On Application of Neural Networks' Modeling for Analytical Comparative Study between Two Optimally Selected Made Decisions by Ant Colony Systems

Hassan M. H. Mustafa1, and Fadhel Ben Tourkia1

1Computer Engineering Department, Al-Baha Private College of Sciences Al-Baha, Kingdom of Saudi Arabia

Pub. Date: March 29, 2018

Cite this paper:
Hassan M. H. Mustafa and Fadhel Ben Tourkia. On Application of Neural Networks' Modeling for Analytical Comparative Study between Two Optimally Selected Made Decisions by Ant Colony Systems. American Journal of Educational Research. 2018; 6(4):308-318. doi: 10.12691/education-6-4-3


This piece of research presents a comparative analytical study for two diversified, and challenging issues regarding decisions made by Ant Colony Systems. The presented comparative study considers two swarm intelligent collective decisions, which originated from two diverse, and interactive ACS lifestyles with the environment they are living in. By more details, this article introduces the application of Artificial Neural Networks (ANNS) modeling considered for analogical comparative analysis and evaluation of two optimal selectivity decisions performed due to two competitive, dynamical, and interactive environmental conditions as follows. Firstly, the decisional issue concerned with optimal selectivity of collective decision made for increasing the efficiency of Ant Colony's foraging process by optimally reaching the best selected food source.

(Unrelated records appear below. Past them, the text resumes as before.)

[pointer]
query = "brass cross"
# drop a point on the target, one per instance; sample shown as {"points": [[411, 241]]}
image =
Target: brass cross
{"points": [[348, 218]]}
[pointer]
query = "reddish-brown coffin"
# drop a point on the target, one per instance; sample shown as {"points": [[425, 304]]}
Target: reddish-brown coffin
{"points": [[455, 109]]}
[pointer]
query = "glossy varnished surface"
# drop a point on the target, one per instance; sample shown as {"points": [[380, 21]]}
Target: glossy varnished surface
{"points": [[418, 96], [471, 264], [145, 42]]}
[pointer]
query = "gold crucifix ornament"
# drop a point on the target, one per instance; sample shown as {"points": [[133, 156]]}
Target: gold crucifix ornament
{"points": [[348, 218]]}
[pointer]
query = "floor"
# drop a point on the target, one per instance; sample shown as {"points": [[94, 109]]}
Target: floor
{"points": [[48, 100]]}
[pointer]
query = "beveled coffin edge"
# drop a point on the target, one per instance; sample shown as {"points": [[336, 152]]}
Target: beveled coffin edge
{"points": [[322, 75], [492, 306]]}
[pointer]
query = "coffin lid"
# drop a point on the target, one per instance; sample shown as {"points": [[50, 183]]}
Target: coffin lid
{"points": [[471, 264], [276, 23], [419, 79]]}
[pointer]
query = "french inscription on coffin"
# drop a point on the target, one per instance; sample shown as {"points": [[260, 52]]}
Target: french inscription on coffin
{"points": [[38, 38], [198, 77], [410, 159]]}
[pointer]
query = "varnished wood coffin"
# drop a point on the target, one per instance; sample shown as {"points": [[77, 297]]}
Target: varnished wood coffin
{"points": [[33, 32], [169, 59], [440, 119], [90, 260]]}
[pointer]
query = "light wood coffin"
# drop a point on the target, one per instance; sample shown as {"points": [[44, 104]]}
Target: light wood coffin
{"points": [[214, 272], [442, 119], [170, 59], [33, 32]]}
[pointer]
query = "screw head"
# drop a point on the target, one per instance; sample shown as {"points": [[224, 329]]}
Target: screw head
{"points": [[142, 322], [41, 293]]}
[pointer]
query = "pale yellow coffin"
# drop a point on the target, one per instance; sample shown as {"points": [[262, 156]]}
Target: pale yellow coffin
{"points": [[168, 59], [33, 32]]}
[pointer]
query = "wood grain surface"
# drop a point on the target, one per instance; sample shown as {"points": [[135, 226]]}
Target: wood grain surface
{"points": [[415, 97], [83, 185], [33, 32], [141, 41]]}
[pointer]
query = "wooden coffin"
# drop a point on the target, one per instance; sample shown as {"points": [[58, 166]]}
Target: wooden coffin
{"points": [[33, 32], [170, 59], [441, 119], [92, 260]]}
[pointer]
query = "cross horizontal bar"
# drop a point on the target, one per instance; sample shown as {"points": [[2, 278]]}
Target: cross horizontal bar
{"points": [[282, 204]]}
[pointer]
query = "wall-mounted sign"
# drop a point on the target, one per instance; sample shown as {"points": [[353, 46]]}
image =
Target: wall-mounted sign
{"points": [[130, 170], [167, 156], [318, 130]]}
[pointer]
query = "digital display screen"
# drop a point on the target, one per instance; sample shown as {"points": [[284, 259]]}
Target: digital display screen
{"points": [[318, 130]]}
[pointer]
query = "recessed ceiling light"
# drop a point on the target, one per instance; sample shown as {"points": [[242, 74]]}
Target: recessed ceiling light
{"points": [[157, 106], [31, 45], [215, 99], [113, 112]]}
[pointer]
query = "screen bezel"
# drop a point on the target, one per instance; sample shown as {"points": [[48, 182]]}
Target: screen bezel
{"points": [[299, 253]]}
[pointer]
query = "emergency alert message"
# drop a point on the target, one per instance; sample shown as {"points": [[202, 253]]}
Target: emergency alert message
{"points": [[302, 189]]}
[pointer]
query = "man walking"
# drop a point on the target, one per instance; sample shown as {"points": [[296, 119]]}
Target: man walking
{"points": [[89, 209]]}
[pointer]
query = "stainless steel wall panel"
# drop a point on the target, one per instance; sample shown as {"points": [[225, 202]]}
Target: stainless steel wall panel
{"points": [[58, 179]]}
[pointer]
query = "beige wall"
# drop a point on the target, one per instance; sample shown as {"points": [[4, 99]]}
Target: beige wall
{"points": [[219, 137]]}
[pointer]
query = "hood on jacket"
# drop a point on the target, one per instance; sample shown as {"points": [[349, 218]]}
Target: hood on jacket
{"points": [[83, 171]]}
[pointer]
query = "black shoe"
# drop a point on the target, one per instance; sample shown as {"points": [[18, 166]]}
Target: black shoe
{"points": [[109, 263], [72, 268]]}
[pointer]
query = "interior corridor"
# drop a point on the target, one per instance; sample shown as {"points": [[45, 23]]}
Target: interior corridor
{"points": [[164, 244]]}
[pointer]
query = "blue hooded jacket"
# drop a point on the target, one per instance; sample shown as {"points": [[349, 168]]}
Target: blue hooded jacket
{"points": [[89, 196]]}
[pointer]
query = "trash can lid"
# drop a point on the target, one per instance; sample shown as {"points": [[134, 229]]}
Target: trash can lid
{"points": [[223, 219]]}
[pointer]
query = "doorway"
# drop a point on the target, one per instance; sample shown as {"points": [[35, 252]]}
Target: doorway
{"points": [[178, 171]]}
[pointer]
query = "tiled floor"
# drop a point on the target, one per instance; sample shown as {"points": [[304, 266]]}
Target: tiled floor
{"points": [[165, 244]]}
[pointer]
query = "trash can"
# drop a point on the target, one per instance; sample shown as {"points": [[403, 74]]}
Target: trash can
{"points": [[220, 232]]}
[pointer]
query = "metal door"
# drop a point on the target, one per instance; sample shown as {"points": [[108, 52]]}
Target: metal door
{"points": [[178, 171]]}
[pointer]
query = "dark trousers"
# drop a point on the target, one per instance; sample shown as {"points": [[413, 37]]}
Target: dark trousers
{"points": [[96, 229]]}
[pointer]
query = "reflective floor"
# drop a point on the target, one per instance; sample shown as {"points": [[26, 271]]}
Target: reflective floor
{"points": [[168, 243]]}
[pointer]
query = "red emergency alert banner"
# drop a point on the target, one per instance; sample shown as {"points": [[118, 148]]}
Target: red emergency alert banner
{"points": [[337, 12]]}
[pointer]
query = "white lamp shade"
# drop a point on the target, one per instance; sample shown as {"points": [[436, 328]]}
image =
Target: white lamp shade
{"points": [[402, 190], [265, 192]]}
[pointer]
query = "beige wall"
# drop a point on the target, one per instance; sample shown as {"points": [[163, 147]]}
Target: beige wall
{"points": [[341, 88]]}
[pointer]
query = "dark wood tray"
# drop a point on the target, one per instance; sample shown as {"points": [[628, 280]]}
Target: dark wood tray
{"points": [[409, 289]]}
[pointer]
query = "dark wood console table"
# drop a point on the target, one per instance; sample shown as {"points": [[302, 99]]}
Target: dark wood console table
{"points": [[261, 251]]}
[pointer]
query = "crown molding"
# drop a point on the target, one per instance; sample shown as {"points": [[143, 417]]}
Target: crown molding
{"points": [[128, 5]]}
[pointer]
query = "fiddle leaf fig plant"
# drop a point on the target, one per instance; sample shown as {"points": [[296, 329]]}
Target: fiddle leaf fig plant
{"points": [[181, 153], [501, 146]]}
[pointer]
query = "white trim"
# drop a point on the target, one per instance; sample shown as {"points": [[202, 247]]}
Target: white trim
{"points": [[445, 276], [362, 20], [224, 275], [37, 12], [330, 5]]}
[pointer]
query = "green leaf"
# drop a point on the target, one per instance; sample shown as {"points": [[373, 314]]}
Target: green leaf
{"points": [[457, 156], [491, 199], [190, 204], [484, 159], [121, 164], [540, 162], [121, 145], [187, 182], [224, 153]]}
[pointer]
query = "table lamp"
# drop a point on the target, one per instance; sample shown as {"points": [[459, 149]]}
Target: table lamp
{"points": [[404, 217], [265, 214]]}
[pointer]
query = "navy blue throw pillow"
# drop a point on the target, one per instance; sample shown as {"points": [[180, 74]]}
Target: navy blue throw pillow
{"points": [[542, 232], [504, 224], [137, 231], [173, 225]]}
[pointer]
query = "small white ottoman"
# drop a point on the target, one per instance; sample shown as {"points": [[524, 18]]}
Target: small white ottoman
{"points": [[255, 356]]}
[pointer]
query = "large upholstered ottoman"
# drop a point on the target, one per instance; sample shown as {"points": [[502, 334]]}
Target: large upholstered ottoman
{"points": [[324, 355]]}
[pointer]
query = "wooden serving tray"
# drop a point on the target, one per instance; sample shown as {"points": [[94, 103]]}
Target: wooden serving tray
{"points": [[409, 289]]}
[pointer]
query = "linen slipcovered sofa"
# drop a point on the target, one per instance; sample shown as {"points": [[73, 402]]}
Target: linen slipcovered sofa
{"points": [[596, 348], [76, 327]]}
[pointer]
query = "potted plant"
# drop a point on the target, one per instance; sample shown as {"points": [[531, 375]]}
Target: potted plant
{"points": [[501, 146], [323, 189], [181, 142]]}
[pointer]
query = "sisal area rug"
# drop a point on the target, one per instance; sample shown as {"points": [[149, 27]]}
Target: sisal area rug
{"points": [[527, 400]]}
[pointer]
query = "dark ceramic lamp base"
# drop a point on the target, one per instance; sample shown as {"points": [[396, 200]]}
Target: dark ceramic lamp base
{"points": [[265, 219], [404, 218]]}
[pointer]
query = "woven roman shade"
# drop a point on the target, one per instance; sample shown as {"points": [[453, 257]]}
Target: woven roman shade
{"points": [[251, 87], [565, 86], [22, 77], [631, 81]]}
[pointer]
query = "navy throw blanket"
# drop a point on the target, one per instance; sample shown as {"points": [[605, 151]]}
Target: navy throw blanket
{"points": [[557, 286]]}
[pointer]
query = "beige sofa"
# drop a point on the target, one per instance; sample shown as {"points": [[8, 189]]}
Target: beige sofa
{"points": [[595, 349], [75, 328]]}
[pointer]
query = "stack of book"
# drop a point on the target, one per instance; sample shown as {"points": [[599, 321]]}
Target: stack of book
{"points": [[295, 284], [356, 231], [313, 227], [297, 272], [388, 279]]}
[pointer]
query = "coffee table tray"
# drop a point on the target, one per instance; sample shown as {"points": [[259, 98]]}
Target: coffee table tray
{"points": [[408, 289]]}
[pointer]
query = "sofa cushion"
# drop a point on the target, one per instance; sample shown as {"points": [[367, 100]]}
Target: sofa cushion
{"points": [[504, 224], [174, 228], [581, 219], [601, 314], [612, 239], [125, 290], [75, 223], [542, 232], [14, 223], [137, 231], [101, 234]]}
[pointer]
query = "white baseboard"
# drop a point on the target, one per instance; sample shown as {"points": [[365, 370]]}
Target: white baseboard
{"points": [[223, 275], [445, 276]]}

However, the second decision The second issue is observed while ant insects are famous for their elaborate nest architecture; less well-known is their skill at moving from one nest site to another. Some, like army ants, move so often that they make no permanent structure, bivouacking instead in simple natural shelters. When an ant was tethered inside an unfamiliar nest site location, and unable to move freely, it is capable to release an alarming pheromone from its mandibular gland that signaled other ants to reject this nest site as to avoid presumable danger. Interestingly, the presented realistic simulation of (ANNS) behavioral learning paradigms results in the analogy between number of neurons and number of ant mates in ant colony systems. Furthermore, realistic ANN modeling results in the analogy between the intelligent behavioral performance of two ACS versus the performance of two diverse ANN learning paradigms.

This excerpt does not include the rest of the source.